Verse 6
THE PHILISTINES GET ENOUGH OF THE ARK OF GOD
"The hand of the Lord was heavy upon the people of Ashdod, and he terrified and afflicted them with tumors, both Ashdod and its territory. And when the men of Ashdod saw how things were, they said, "The ark of the God of Israel must not remain with us; for his hand is heavy upon us and upon Dagon our god." So they sent and gathered together all the lords of the Philistines, and said, "What shall we do with the ark of the God of Israel"? They answered, "Let the ark of the god of lsrael be brought around to Gath." So they brought the ark of the God of Israel there. But after they had brought it around, the hand of the Lord was against the city, causing a very great panic; and he afflicted the men of the city, both young and old, so that tumors broke out upon them. So they sent the ark of God to Ekron. But when the ark of God came to Ekron, the people of Ekron cried out, "They have brought to us the ark of the God of Israel to slay us and our people." They sent therefore and gathered together all the lords of the Philistines, and said, "Send away the ark of the God of Israel, and let it return to its own place, that it may not slay us and our people." For there was a deathly panic throughout the whole city. The hand of God was heavy there. The men who did not die were stricken with tumors, and the cry of the city went up to heaven."
This summary of the Philistines' sad experience with the ark of the God of Israel needs hardly any comment at all. There are many things about which our curiosity would certainly like to be satisfied; but the great message of the passage is as clear as the sun at noon on a clear day at perihelion! That message is the power and superiority of the God of Israel over all things in heaven or upon earth.
"He afflicted them with tumors" (1 Samuel 5:6). What was this disease? There is little doubt that it was anything other than an epidemic of the bubonic plague, the black death that wiped out a major fraction of the human race in the mid-14th century. Edward Gibbon wrote that, "The moity of mankind perished." Will and Ariel Durant stated that one-third of the human race perished, and Barbara Tuckman writes (in 1978) that, "Modern demographers have settled, for the area extending from India to Iceland, around the same figure expressed by Froissart's words. `a third of the world died.'"[20] We have introduced this here to emphasize the size of the disaster that came to the Philistines. Again, from Tuckman, the mortality rate in all the cities of Europe ranged. "Between 20% and 90% of the whole population."[21] This occurred in a matter of a very few days. Just imagine what a devastation like this would have produced in the way of a panic (1 Samuel 11).

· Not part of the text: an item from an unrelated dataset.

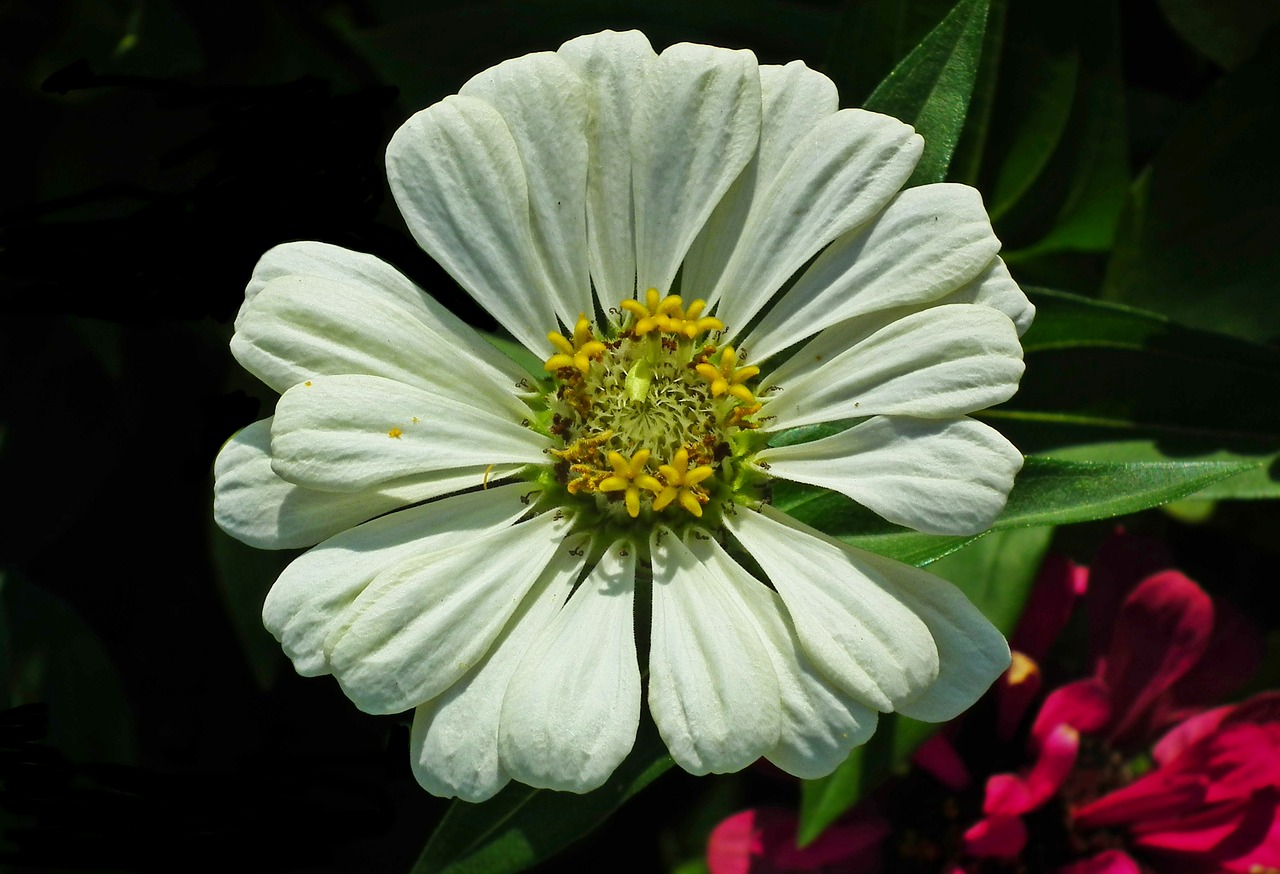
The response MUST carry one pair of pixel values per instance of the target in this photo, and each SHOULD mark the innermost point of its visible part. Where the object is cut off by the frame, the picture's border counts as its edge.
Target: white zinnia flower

The conclusion of scholars that the disease which struck the Philistines was bubonic plague is well supported; and John Willis has a full discussion of this.[22] A key factor in the evidence is that the disease was likely spread by rats, indicated by the Philistines making golden images of those creatures ("The Hebrews did not distinguish between mice and rats.")[23] Willis quoted the Septuagint (LXX) and the Vulgate versions which declare that, "Their territory swarmed with rats. There was death and destruction all through the city." Of course, rats were a part of the necessary pre-conditions for development of the bubonic plague. Another element in the deadly triangle was the Cheops flea. The flea-infested rat died of the disease; the flea then bit a man, and he died.
The tumors that broke out on the people were often in the armpits, the groins, etc. Psalms 78:66 has this in the KJV, "He smote his enemies in the hinder parts." Keil interpreted this to mean that, "He smote them with boils on the anus."[24] The Vulgate here reads, "He smote them in the more secret parts of their posteriors."[25]
Returning to the great swarm of rats which was a key element in the judgment of God against the Philistines, that would have been a double plague. The rats not only carried the bubonic plague infection but devastated the fields and ate up the crops as well.
There is a definite progression in the severity of the plagues of Ashdod, Gath, and Ekron as the ark made its way to those cities successively; and this should have been expected.
"The longer the Philistines resisted and refused to recognize the chastening hand of the living God in the plagues inflicted upon them, the more severely would they be punished, that they might be brought at last to see that the God of Israel, whose sanctuary they still wanted to keep as a trophy of their victory over Israel, was the omnipotent God who was able to destroy his enemies."[26]
"Let it return to its own place" (1 Samuel 5:11). Willis pointed out that this could not mean, "back to Shiloh," for the Philistines had destroyed that. It meant that, "They desired to put the ark back into the hands of the Israelites."[27]
"And the cry of the city went up to heaven" (1 Samuel 5:12). Not only did the Philistines pray to God for deliverance, God heard their prayer!
"The next chapter indicates that the Philistines were delivered from their calamities, which was possible only by divine intervention. This shows that God hears the prayers of other nations as well as those of his chosen people, and that he cares about all mankind."[28]
One other thing should be noted before we leave this chapter. It is plain from what is written here that the Philistines worshipped the idol itself, and not any so-called `god' that the idol represented, a sin from which Israel was in large measure protected by God's admonition against their making any kind of a religious image.